Apa itu Won Korea Utara (KPW)
Won Korea Utara (KPW), sebelumnya dikenal sebagai won rakyat Korea, adalah mata uang resmi Korea Utara. KPW, yang dibagi lagi menjadi 100 chon, atau subunit moneter, tidak dapat dikonversi ke mata uang asing. Pemerintah Korea Utara, yang tetap berada di bawah kendali ketat, menggunakan won khusus yang dapat dikonversi untuk digunakan oleh pengunjung asing ketika berada di negara itu.
BREAKING DOWN Won Korea Utara (KPW)
Won Korea Utara adalah mata uang rekor dalam perekonomian terpusat Korea Utara, yang berarti bahwa Korea Utara dikendalikan oleh negara. Sebagai hasil dari kontrol negara itu, mendapatkan informasi yang akurat tentang ekonomi Korea Utara bisa jadi sulit. Kontrol negara juga dapat menyebabkan beberapa keputusan kebijakan moneter yang unik. Misalnya, pada tahun 2001 pemerintah menghapus nilai 2, 16 won menjadi satu dolar, yang diduga simbolis karena desas-desus bahwa itu didasarkan pada ulang tahun 16 Februari mantan Pemimpin Tertinggi Kim Jong-il. Bank-bank pemerintah sekarang menerbitkan uang kertas dengan kurs yang mendekati kurs pasar gelap.
Bank Sentral Republik Demokratik Rakyat Korea memiliki kewenangan penuh atas KPW, yang bertanggung jawab atas regulasi dan penerbitannya. Ini memproses semua pendapatan nasional dan logam mulia dan mendanai semua lembaga pemerintah di seluruh negeri. Bank sentral juga memiliki pengawasan terhadap beberapa bank negara, termasuk Bank Perdagangan Asing, yang bertanggung jawab untuk memproses transaksi luar negeri dan mata uang asing.
Won Korea Utara dan Revaluasi 2009
Won Korea Utara menjalani revaluasi yang kontroversial dan mahal pada November 2009. Pemerintah ingin memperketat kontrol atas pasar negara itu, dan won terbukti merupakan metode pilihannya.

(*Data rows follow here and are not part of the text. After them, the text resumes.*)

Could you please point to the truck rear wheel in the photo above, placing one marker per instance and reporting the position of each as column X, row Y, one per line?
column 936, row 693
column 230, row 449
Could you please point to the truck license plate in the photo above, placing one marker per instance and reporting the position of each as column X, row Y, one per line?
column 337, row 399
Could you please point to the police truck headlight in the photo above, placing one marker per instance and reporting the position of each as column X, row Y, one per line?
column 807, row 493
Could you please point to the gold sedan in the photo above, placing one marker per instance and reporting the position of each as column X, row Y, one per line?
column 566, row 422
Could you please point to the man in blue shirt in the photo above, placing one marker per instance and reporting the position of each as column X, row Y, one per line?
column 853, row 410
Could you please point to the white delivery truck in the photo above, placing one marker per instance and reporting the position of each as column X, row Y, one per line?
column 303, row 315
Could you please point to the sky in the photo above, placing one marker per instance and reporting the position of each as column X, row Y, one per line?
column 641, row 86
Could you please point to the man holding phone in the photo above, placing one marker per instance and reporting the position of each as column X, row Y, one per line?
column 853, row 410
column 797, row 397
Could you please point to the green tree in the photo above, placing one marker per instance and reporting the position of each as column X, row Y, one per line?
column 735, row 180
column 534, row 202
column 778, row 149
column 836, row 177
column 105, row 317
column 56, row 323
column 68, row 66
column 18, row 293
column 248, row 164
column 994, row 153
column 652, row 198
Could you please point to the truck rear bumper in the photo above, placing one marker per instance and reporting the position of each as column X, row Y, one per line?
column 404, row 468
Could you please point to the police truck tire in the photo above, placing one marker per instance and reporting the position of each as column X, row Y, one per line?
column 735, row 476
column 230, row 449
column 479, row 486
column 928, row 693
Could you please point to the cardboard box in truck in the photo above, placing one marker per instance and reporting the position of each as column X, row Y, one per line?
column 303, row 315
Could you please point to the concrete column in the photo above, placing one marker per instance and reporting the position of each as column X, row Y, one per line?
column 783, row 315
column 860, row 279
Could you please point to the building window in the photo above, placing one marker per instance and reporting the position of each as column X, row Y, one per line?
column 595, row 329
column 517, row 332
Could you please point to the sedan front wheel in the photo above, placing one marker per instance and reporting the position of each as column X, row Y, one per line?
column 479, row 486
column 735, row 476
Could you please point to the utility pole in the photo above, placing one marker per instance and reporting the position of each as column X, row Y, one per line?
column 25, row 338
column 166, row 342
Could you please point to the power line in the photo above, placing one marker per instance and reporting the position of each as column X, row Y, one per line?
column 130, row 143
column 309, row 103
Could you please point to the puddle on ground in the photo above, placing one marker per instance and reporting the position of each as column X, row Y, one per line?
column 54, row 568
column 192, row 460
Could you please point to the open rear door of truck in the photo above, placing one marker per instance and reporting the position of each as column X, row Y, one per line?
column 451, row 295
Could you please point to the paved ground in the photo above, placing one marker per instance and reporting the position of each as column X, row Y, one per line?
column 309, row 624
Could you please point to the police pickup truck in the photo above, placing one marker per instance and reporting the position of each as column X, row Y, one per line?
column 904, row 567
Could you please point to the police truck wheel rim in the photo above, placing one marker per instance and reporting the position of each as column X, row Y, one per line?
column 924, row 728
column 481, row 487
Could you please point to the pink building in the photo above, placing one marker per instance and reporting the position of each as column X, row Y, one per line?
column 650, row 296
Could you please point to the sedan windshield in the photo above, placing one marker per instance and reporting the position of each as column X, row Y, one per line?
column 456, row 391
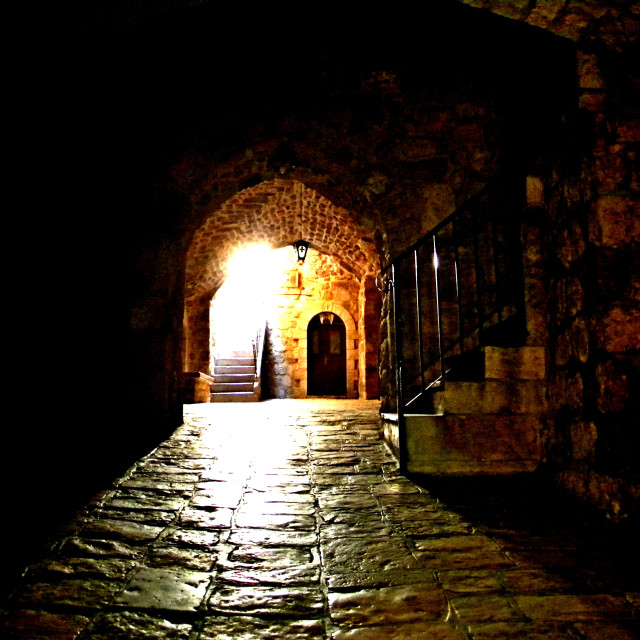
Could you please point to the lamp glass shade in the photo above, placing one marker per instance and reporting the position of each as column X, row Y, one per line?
column 302, row 246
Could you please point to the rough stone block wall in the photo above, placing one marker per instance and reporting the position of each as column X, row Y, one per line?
column 594, row 262
column 324, row 284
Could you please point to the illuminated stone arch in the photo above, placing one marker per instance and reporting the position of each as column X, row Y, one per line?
column 352, row 339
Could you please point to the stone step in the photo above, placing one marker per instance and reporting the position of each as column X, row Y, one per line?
column 240, row 396
column 234, row 377
column 220, row 387
column 228, row 369
column 234, row 362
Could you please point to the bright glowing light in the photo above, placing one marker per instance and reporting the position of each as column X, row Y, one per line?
column 254, row 273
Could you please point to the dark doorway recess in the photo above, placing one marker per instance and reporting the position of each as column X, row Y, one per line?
column 327, row 356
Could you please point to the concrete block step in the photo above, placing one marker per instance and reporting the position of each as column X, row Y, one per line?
column 463, row 445
column 491, row 397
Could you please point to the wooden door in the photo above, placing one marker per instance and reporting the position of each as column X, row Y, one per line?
column 327, row 356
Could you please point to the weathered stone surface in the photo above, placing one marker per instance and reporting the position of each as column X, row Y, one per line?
column 248, row 628
column 466, row 444
column 275, row 521
column 42, row 625
column 76, row 593
column 494, row 396
column 377, row 579
column 614, row 221
column 187, row 558
column 131, row 532
column 165, row 589
column 206, row 518
column 484, row 608
column 362, row 554
column 293, row 576
column 299, row 602
column 434, row 631
column 204, row 538
column 568, row 607
column 469, row 581
column 99, row 568
column 109, row 548
column 272, row 556
column 390, row 559
column 388, row 605
column 274, row 538
column 523, row 363
column 518, row 630
column 136, row 626
column 618, row 331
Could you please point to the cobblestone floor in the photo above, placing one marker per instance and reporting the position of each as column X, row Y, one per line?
column 289, row 520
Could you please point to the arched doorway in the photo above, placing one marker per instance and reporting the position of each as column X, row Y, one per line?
column 326, row 355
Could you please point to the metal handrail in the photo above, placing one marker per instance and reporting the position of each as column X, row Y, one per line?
column 480, row 244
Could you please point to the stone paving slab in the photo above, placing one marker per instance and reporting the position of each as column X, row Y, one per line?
column 290, row 520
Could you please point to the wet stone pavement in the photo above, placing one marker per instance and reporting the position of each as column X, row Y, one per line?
column 288, row 519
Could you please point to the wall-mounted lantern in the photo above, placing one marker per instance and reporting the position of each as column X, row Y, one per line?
column 301, row 247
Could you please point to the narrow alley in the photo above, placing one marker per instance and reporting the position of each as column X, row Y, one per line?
column 289, row 519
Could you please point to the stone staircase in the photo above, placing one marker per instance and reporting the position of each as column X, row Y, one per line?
column 234, row 378
column 492, row 426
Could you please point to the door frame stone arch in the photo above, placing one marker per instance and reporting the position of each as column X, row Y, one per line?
column 352, row 339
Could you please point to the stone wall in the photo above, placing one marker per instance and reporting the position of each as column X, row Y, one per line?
column 324, row 285
column 593, row 201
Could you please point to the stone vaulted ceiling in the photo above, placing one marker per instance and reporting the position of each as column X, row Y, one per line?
column 275, row 212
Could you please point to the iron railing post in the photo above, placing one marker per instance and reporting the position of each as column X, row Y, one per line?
column 436, row 269
column 397, row 328
column 419, row 318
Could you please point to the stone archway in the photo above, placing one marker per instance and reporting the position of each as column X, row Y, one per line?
column 352, row 337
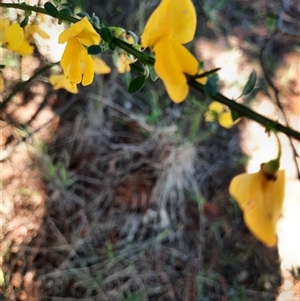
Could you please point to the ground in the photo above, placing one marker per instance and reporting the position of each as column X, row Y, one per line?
column 112, row 196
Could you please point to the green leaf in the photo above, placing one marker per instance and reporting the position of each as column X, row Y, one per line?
column 137, row 84
column 94, row 49
column 66, row 4
column 250, row 85
column 235, row 115
column 153, row 74
column 24, row 22
column 211, row 86
column 96, row 20
column 134, row 36
column 105, row 34
column 51, row 10
column 84, row 14
column 135, row 67
column 65, row 12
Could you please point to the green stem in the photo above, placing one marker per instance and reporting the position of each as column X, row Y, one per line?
column 146, row 59
column 247, row 112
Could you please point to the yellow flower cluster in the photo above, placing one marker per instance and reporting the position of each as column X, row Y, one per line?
column 17, row 39
column 78, row 66
column 172, row 24
column 260, row 197
column 12, row 36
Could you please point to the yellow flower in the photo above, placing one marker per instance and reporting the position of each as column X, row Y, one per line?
column 59, row 81
column 172, row 24
column 217, row 111
column 123, row 63
column 77, row 64
column 260, row 197
column 13, row 37
column 174, row 20
column 100, row 66
column 2, row 86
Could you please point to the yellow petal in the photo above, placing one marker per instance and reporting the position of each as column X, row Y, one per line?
column 4, row 23
column 261, row 201
column 2, row 86
column 156, row 26
column 225, row 120
column 100, row 66
column 174, row 20
column 123, row 63
column 201, row 80
column 25, row 48
column 14, row 36
column 172, row 60
column 59, row 81
column 88, row 74
column 70, row 61
column 216, row 107
column 83, row 30
column 177, row 93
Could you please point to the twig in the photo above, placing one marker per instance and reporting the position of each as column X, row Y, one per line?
column 276, row 96
column 149, row 60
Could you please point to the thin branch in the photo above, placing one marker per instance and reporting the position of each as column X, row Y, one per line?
column 149, row 60
column 276, row 95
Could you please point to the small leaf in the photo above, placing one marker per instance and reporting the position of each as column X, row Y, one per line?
column 137, row 84
column 65, row 12
column 153, row 74
column 235, row 115
column 106, row 34
column 94, row 49
column 66, row 4
column 135, row 67
column 250, row 85
column 24, row 22
column 84, row 14
column 211, row 86
column 51, row 10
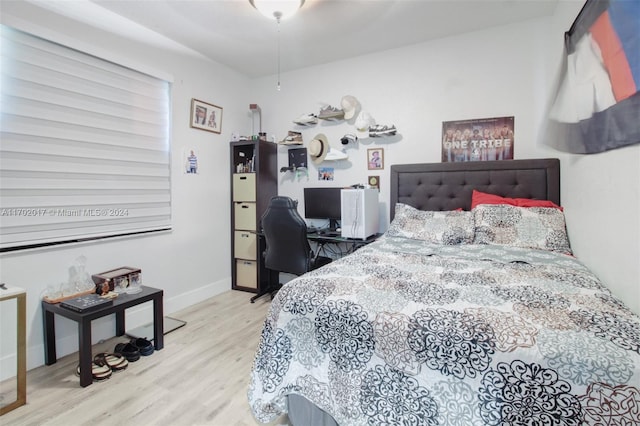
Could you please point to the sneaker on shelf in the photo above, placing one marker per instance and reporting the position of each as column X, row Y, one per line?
column 331, row 113
column 380, row 130
column 292, row 138
column 306, row 120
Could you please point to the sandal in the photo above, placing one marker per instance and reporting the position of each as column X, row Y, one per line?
column 98, row 372
column 114, row 361
column 144, row 346
column 129, row 351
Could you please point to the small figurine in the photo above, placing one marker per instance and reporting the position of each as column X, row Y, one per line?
column 105, row 288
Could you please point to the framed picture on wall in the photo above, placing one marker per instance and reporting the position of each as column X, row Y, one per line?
column 375, row 158
column 206, row 116
column 482, row 139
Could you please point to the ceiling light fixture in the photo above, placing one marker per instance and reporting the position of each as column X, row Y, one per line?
column 278, row 9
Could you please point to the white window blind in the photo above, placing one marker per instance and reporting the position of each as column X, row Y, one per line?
column 84, row 148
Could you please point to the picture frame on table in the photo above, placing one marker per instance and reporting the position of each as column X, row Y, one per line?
column 206, row 116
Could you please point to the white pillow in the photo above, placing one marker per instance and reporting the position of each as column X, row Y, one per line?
column 438, row 227
column 530, row 227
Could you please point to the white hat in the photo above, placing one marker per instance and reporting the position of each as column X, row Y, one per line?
column 348, row 138
column 364, row 121
column 318, row 148
column 335, row 154
column 349, row 105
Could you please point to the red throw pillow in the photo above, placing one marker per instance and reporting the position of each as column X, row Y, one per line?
column 478, row 197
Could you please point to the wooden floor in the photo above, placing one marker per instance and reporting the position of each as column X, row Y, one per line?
column 199, row 378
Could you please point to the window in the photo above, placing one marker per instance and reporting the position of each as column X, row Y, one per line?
column 85, row 146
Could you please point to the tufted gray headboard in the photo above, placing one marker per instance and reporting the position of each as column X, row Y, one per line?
column 448, row 186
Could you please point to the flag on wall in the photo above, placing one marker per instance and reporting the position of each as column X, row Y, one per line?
column 597, row 107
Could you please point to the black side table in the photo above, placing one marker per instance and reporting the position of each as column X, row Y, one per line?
column 122, row 302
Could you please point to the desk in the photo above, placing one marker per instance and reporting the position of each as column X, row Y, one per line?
column 352, row 244
column 122, row 302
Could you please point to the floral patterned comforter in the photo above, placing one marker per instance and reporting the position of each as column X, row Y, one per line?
column 405, row 332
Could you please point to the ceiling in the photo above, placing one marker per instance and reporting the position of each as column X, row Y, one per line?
column 233, row 33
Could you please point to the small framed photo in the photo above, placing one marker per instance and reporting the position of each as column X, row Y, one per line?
column 206, row 116
column 375, row 158
column 374, row 182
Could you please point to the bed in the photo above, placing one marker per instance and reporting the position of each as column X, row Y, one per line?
column 469, row 310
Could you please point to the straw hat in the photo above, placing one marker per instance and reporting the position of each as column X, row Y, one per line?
column 318, row 148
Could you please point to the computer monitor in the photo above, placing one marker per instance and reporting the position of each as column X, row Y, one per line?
column 323, row 203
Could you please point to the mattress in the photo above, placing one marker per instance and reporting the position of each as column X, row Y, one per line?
column 408, row 332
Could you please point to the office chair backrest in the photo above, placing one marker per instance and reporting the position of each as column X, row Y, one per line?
column 285, row 232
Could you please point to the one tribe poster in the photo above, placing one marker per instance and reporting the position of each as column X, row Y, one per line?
column 483, row 139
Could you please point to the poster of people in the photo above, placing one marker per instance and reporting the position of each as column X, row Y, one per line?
column 483, row 139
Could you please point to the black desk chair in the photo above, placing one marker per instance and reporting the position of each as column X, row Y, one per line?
column 287, row 247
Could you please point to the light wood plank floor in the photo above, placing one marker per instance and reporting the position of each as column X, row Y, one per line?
column 199, row 378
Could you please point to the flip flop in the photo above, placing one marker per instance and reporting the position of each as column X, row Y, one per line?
column 114, row 361
column 98, row 372
column 129, row 351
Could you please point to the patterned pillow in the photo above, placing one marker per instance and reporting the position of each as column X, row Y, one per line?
column 438, row 227
column 531, row 227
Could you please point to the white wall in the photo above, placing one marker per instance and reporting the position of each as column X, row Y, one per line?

Tujuan dari perombakan mata uang adalah untuk menurunkan inflasi dan mengambil kembali perekonomian negara dari pedagang di pasar gelap. Revaluasi adalah 1 persen dari nilai yang ada. Hasilnya adalah bahwa setiap dan semua tabungan yang dikumpulkan oleh setiap warga negara pada dasarnya musnah.
Keresahan sipil meningkat secara eksponensial ketika sektor swasta pada awalnya memperoleh uap karena negara tidak mampu menyediakan makanan yang cukup bagi penduduk. Menghadapi krisis pangan, pemerintah mengizinkan aktivitas pasar grosir tertentu, termasuk pasar petani, mulai tahun 2002. Tetapi ketika pasar itu berkembang dan mengancam aturan totaliter Kim Jong-il, dan para penerusnya, ia ikut serta dalam revaluasi. Langkah ini secara efektif menutup pasar swasta dan melemparkan negara dan warganya ke dalam krisis ekonomi yang mendalam.